Bergerak dari Samyutta Nikaya menuju Anguttara, ada pergeseran dalam hal penekanannya, yaitu dari pemahaman menuju perbaikan pribadi. Karena sutta-sutta pendek yang mencetuskan teori filsafat dan struktur utama latihan telah masuk ke dalam Samyutta, apa yang tersisa untuk dicakupkan ke dalam Anguttara adalah sutta-sutta pendek yang kepentingan utamanya adalah kepraktisan. Sampai batas tertentu, dalam orientasi praktisnya, sebagian Angutara Nikaya bertumpang tindih dengan bagian akhir Samyutta, yang tujuh bab pertamanya dikhususkan untuk tujuh rangkaian yang membentuk “tiga puluh tujuh bantuan menuju pencerahan spiritual” (bodhipakkhiya dhamma), Jalan Mulia Berunsur Delapan (Bab 45), tujuh faktor pencerahan spiritual (46), empat landasan kewaspadaan (47), lima kemampuan spiritual (48), dll. Untuk menghindari pengulangan yang tidak perlu, para redaktur dari kitab ini tidak mencakupkan topik-topik ini lagi di dalam Anguttara di dalam Kelompok Delapan, Kelompok Tujuh, Kelompok Empat dan Kelompok Lima. 18 Dengan demikian teks Anguttara dapat terfokus pada aspek-aspek latihan praktis yang tidak termasuk ke dalam rangkaian standar yang diulang-ulang. Hal ini membantu kita untuk melihat latihan Buddhis dari berbagai sudut yang baru, yang tidak tersedia bila kelompok faktor yang sudah umum itu dibicarakan terpisah. Bahkan dapat kita katakan bahwa jika bagian akhir Samyutta memberikan anatomi tentang jalan spiritual Buddhis, maka Anguttara menyajikan suatu kecenderungan fisiologis pada jalan itu.

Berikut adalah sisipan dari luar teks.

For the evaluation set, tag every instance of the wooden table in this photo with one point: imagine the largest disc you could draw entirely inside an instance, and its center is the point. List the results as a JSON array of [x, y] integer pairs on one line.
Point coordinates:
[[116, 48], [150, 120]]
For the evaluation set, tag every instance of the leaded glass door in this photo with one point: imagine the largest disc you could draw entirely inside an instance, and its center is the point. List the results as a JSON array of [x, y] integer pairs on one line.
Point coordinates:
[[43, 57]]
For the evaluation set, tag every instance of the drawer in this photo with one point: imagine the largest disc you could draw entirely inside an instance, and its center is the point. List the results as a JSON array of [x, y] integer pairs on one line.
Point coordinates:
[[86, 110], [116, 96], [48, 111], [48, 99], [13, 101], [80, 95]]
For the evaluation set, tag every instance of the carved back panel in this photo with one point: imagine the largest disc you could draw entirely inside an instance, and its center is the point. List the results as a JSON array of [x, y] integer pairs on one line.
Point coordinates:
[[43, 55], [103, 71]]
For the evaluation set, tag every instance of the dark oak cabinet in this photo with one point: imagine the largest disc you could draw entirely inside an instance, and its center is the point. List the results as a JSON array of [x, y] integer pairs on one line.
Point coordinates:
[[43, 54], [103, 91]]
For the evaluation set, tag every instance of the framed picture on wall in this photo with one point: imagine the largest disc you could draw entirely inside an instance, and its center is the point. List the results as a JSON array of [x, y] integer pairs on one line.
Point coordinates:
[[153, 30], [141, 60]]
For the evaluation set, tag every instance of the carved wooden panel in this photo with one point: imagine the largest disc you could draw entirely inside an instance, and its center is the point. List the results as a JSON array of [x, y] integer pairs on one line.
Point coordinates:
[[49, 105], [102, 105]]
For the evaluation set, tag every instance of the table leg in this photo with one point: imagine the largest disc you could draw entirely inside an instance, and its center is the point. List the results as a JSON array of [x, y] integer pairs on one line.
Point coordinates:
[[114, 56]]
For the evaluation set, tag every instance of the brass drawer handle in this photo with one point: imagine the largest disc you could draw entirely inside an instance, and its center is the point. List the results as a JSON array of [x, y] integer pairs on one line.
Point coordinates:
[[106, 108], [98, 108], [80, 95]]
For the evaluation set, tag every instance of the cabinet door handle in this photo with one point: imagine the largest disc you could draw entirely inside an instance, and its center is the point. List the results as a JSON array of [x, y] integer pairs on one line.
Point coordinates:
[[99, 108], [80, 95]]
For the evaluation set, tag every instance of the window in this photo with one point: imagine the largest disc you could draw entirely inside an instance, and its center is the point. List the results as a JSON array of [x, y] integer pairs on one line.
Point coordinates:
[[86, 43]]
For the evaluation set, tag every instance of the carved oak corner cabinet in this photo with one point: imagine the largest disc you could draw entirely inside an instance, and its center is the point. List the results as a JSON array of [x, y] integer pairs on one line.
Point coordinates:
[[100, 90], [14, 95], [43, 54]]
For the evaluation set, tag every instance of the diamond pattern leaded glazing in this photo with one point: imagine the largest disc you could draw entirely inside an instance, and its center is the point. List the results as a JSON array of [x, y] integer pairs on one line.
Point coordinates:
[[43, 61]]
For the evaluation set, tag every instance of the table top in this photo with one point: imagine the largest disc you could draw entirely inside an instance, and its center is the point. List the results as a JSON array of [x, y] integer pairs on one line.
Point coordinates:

Namun tidak realistis jika kita menekankan bahwa satu kriteria saja telah mengatur formasi Angutara Nikaya, yang mencakup materi dari Vinaya, daftar murid yang menonjol, informasi kosmologi dan daftar istilah asing yang tidak masuk ke dalam kategori yang sudah ada. Tetapi bila kita melihat koleksi ini secara singkat, akan kita dapati bahwa teks amat berkepentingan untuk menunjukkan bentuk-bentuk primer praktek Buddhis. Ajaran-ajaran ini berkisar dari pengendalian etis mendasar yang disarankan bagi pria atau wanita yang sibuk di dunia ini, sampai pada instruksi-instruksi yang lebih keras mengenai latihan mental yang diberikan kepada bhikkhu dan bhikkhuni. Di dalam dua bab terakhir, kita menemui amat banyak uraian teks mengenai tingkat meditasi yang paling tinggi, yang amat sulit, yaitu samadhi yang dicapai oleh orang yang berdiam pada realisasi tujuan.